The ALDEFLOUR kit (StemCell Technologies) was employed for the determination of the aldehyde dehydrogenase (ALDH) activity of BC cells, following the guidelines provided by the manufacturer. The ALDH-positive cell population was identified by utilizing a FACSCalibur flow cytometer (BD Biosciences, USA).

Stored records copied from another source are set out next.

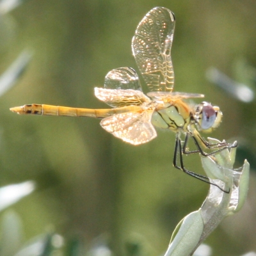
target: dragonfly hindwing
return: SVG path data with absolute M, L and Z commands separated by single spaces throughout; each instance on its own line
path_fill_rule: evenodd
M 145 143 L 157 136 L 151 124 L 152 111 L 127 112 L 104 118 L 101 126 L 108 132 L 132 145 Z
M 151 101 L 142 92 L 132 89 L 113 90 L 95 87 L 94 93 L 99 100 L 113 108 L 141 105 L 143 102 Z

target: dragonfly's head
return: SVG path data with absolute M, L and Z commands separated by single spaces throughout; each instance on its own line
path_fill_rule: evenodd
M 222 113 L 220 108 L 203 101 L 195 108 L 194 120 L 199 129 L 210 132 L 221 122 Z

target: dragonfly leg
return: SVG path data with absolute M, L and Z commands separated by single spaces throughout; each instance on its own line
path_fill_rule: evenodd
M 192 137 L 192 139 L 197 148 L 197 150 L 187 150 L 187 145 L 189 137 Z M 216 149 L 216 148 L 217 149 L 209 153 L 205 152 L 202 148 L 202 147 L 200 146 L 197 138 L 200 140 L 200 141 L 204 145 L 204 146 L 205 148 L 208 149 Z M 200 153 L 202 156 L 208 156 L 218 153 L 221 150 L 223 150 L 225 148 L 230 148 L 236 147 L 237 147 L 237 143 L 236 141 L 235 141 L 233 144 L 228 143 L 227 142 L 221 142 L 220 143 L 210 143 L 209 141 L 204 139 L 204 138 L 202 138 L 199 134 L 193 135 L 187 132 L 186 134 L 185 141 L 182 147 L 182 153 L 186 155 L 193 153 Z
M 186 142 L 186 140 L 185 140 Z M 193 152 L 194 153 L 196 152 L 199 152 L 199 150 L 195 150 Z M 210 182 L 209 179 L 204 175 L 202 175 L 198 173 L 196 173 L 193 172 L 189 171 L 187 170 L 184 165 L 183 163 L 183 154 L 184 154 L 184 148 L 182 148 L 182 145 L 181 145 L 181 141 L 180 139 L 179 138 L 179 134 L 177 134 L 176 135 L 176 140 L 175 140 L 175 147 L 174 149 L 174 157 L 173 157 L 173 166 L 179 170 L 182 170 L 185 173 L 188 174 L 189 175 L 191 175 L 200 180 L 204 181 L 206 183 L 208 183 L 211 185 L 213 185 L 218 188 L 220 190 L 221 190 L 224 193 L 229 193 L 230 189 L 228 191 L 224 190 L 221 188 L 220 188 L 219 186 L 214 183 L 212 183 Z M 179 162 L 180 162 L 180 166 L 178 165 L 177 164 L 177 157 L 178 157 L 178 154 L 179 155 Z

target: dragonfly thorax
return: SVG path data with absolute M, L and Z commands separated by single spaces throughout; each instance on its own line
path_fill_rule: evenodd
M 151 122 L 157 127 L 168 129 L 173 131 L 185 130 L 189 124 L 191 113 L 180 104 L 164 104 L 164 107 L 155 109 Z

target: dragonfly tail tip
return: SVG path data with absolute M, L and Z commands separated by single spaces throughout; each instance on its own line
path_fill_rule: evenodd
M 24 113 L 24 107 L 14 107 L 11 108 L 10 110 L 12 112 L 17 113 L 17 114 L 22 114 Z

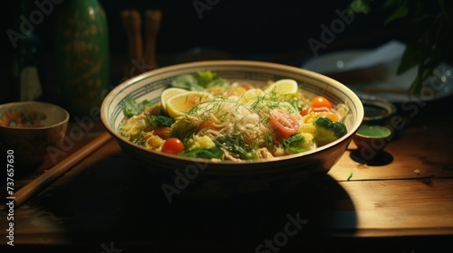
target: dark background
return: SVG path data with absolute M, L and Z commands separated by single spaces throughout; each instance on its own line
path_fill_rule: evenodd
M 51 0 L 30 0 L 32 3 Z M 70 1 L 70 0 L 65 0 Z M 73 1 L 73 0 L 71 0 Z M 121 78 L 123 59 L 127 53 L 126 33 L 120 12 L 135 8 L 159 9 L 163 13 L 158 34 L 158 63 L 162 67 L 181 61 L 181 55 L 194 49 L 208 49 L 221 53 L 217 58 L 259 60 L 300 66 L 314 56 L 307 42 L 309 38 L 322 42 L 321 25 L 331 26 L 339 19 L 336 11 L 344 11 L 352 0 L 99 0 L 108 18 L 110 31 L 111 70 L 112 85 Z M 433 1 L 434 2 L 434 1 Z M 20 1 L 9 1 L 1 14 L 0 74 L 4 80 L 1 92 L 7 92 L 11 57 L 16 53 L 6 31 L 20 22 L 16 6 Z M 194 3 L 208 5 L 202 18 Z M 34 6 L 34 4 L 32 5 Z M 52 93 L 54 82 L 53 27 L 58 5 L 35 25 L 43 52 L 44 92 Z M 346 48 L 371 48 L 390 39 L 404 41 L 407 31 L 398 23 L 383 25 L 388 13 L 374 10 L 371 14 L 355 14 L 334 40 L 317 53 Z M 27 16 L 27 14 L 25 14 Z M 410 32 L 410 31 L 409 31 Z
M 34 2 L 30 0 L 31 2 Z M 36 1 L 36 0 L 35 0 Z M 51 1 L 51 0 L 37 0 Z M 69 1 L 69 0 L 66 0 Z M 110 25 L 111 51 L 124 52 L 126 34 L 120 19 L 122 9 L 159 9 L 163 13 L 159 33 L 158 50 L 162 52 L 180 52 L 204 46 L 230 53 L 274 53 L 291 50 L 303 50 L 308 46 L 308 38 L 320 40 L 321 24 L 330 26 L 338 19 L 336 10 L 343 11 L 352 0 L 99 0 L 102 5 Z M 13 2 L 13 1 L 11 1 Z M 20 14 L 14 8 L 17 3 L 3 9 L 2 49 L 12 52 L 11 42 L 5 31 L 19 22 Z M 217 3 L 210 10 L 202 12 L 202 18 L 194 3 Z M 58 5 L 54 5 L 58 10 Z M 25 15 L 26 16 L 26 15 Z M 44 17 L 35 26 L 46 52 L 53 52 L 53 28 L 54 14 Z M 343 32 L 336 34 L 333 42 L 361 34 L 371 34 L 392 29 L 384 27 L 386 14 L 376 11 L 370 14 L 356 14 Z M 372 44 L 371 38 L 366 40 Z M 331 45 L 332 46 L 332 45 Z M 365 44 L 364 44 L 365 46 Z

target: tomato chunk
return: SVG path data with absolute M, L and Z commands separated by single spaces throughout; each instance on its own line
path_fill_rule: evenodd
M 285 138 L 299 130 L 299 121 L 283 109 L 272 109 L 269 112 L 269 124 Z
M 184 144 L 178 138 L 169 138 L 162 145 L 163 153 L 178 155 L 178 153 L 182 151 L 184 151 Z

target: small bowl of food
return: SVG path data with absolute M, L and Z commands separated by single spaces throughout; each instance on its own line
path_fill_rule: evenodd
M 313 71 L 207 61 L 126 80 L 106 96 L 101 117 L 171 201 L 291 191 L 335 164 L 363 107 L 346 86 Z
M 0 105 L 0 147 L 14 157 L 14 164 L 35 166 L 60 146 L 69 113 L 59 106 L 24 101 Z
M 352 140 L 358 150 L 375 155 L 384 149 L 391 138 L 391 130 L 384 126 L 361 125 Z

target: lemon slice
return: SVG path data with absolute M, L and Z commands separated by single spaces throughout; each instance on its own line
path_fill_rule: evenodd
M 280 80 L 272 83 L 265 92 L 269 94 L 271 92 L 276 95 L 290 95 L 297 93 L 299 87 L 297 82 L 294 80 Z
M 160 95 L 160 104 L 162 105 L 162 108 L 167 109 L 167 101 L 169 98 L 185 92 L 188 92 L 188 90 L 180 88 L 168 88 L 164 89 L 164 91 L 162 91 L 162 95 Z
M 264 97 L 265 95 L 265 93 L 263 89 L 253 88 L 242 94 L 241 98 L 239 98 L 239 102 L 241 104 L 250 103 L 255 101 L 256 98 Z
M 166 111 L 171 117 L 185 115 L 200 103 L 209 101 L 213 96 L 203 91 L 187 91 L 170 97 L 166 103 Z

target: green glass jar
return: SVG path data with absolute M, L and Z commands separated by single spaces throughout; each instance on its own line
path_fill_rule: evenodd
M 55 61 L 61 103 L 72 117 L 99 119 L 109 88 L 109 29 L 97 0 L 66 0 L 56 10 Z

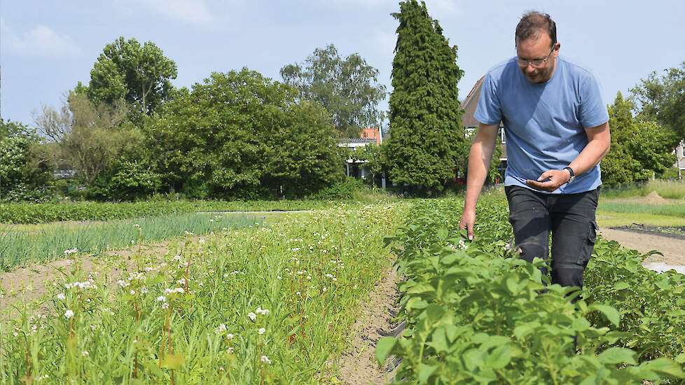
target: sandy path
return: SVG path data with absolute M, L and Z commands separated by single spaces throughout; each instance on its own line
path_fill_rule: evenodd
M 644 262 L 663 262 L 667 265 L 685 265 L 685 241 L 654 234 L 642 234 L 633 231 L 600 229 L 600 234 L 605 239 L 616 241 L 627 248 L 633 248 L 640 253 L 649 253 L 657 250 L 663 256 L 654 254 L 645 259 Z
M 389 270 L 361 304 L 359 318 L 350 330 L 352 344 L 338 363 L 343 384 L 387 384 L 392 379 L 392 372 L 378 368 L 375 346 L 396 326 L 392 322 L 399 310 L 394 304 L 399 296 L 396 272 L 396 268 Z

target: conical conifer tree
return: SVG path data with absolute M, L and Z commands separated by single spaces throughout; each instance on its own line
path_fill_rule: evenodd
M 392 62 L 390 139 L 385 160 L 390 180 L 421 186 L 430 194 L 455 176 L 464 141 L 457 83 L 457 46 L 450 47 L 426 4 L 400 3 Z

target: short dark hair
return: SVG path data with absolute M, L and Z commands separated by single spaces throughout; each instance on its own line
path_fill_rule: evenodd
M 557 24 L 554 20 L 546 13 L 534 10 L 528 11 L 523 14 L 516 26 L 514 45 L 518 44 L 518 41 L 523 41 L 531 37 L 537 37 L 542 31 L 547 31 L 550 39 L 552 40 L 552 46 L 550 48 L 553 47 L 557 43 Z

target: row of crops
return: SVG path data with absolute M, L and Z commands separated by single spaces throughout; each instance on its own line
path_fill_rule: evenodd
M 600 239 L 582 293 L 551 286 L 541 261 L 507 247 L 504 200 L 481 201 L 471 242 L 457 230 L 462 205 L 418 202 L 388 239 L 408 326 L 376 354 L 401 358 L 398 383 L 685 384 L 685 276 Z
M 68 250 L 64 281 L 0 317 L 0 384 L 339 383 L 357 304 L 389 269 L 383 237 L 407 206 L 228 226 L 94 272 Z
M 331 207 L 334 201 L 146 201 L 124 203 L 0 204 L 0 223 L 48 223 L 60 220 L 109 220 L 194 211 L 300 210 Z

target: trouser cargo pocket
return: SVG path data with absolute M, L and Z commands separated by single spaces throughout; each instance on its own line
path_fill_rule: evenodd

Culture of patient-derived organoid (PDO) and subsequent treatment

Chopped tissues were incubated at 37 °C for 2 h with the addition of 1% BSA, ITS-G (BasalMedia Technologies Company, China), Primocin (Invitrogen, USA), 5 μM Y-27,632 (MCE, USA), 10 mM HEPES (Thermo, USA), collagenase I and III (Worthington, Italy), and 1000 U/mL hyaluronidase (Sigma-Aldrich, USA). After passing through a 100 μm filter strainer, the cell pellets were collected and resuspended in a digestion termination solution. After lysing the erythrocytes with the TAC buffer, the cell pellets were reconstituted using growth factor-reduced matrigel that had been diluted 1:3 in an organoid culture medium. The DMEM/F12 medium was combined with particular amounts of several growth agents and components to create the organoid culture medium, including FGF7 (5 ng/ml), EGF (5 ng/ml), R-spondin-1 (0.5 µg/ml), Neuregulin 1 (0.5 µg/ml), FGF10 (20 ng/ml), 0.1 µg/mL Noggin, 500 nM A83–01, 5 µM Y-27632, 500 nM SB202190, HEPES, 1.25 mM N-acetyl-L-cysteine, 5 mM Nicotinamide, Primocin, GlutaMax, and B27. The suspension of organoids was placed into a 48-well plate and kept at 37 °C for 60 minutes to encourage the formation of a solid structure. Each well was supplemented with 300 μl of organoid culture media, and the medium was refreshed every three days. Lentiviral vectors containing UGCU-overexpressing or control genes were utilized for transfecting the organoids. Light microscopy was used to observe organoid size and take images.

Wound healing assay

After being seeded onto 24-well plates, the transfected cells were cultured until the cell reached 90% density. Using a 10 µL pipette tip, the cell monolayer was scraped in a straight line, and detached cells were removed by washing with PBS. Photographs were taken using a light microscope at the specified time.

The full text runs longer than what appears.